Educational sessions further developed these topics, providing the Texas cooperative leaders in attendance a preview of issues facing the electric industry. The need for electric cooperatives to stay relevant in a changing market undergirded top concerns.
In politics, change came with the 2014 election as voters placed new representatives in the Texas Legislature. “It will be a slightly different tone, I think, in this Texas Legislature in 2015, and we are prepared for that,” Williams said in his opening remarks at the Managers Conference.
He explained how TEC is poised to represent co-op issues in Austin in the 84th Legislative Session, which commenced Jan. 13. Additionally, Williams applauded co-ops’ regional efforts, which makes statewide lobbying successful. “Your leadership in your local communities is critical to our political success,” he said.
In policy, change may come as the Environmental Protection Agency considers implementing regulations on carbon emissions. The rule would prevent construction of coal-fired power plants and eliminate coal in the existing fleet. Such a rule would affect the reliability and cost of electricity, Williams said, predicting that the issue will play out in court or with the next presidential election.

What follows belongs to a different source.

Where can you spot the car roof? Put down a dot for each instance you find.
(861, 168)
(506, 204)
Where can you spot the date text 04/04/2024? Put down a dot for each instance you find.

Regarding competition, Williams and guest speakers addressed distributed generation, nontraditional competitors and the possibility of new distribution neighbors. “We could have some new players with a competitive edge before long,” Williams said.
Competition presents co-ops with opportunities to stand out. “We could begin to see a fundamentally different relationship with our members,” Williams said.
One area where co-ops can become a resource for members is in distributed generation. As prices for solar systems drop and more installation options become available, more third parties attempt to woo members into buying products and services that co-ops could offer.
Attendees at both conferences also delved into additional timely issues facing the electric industry, including the relationship between power generation and water trends in homebuilding, and the synergy of energy, the environment and the economy.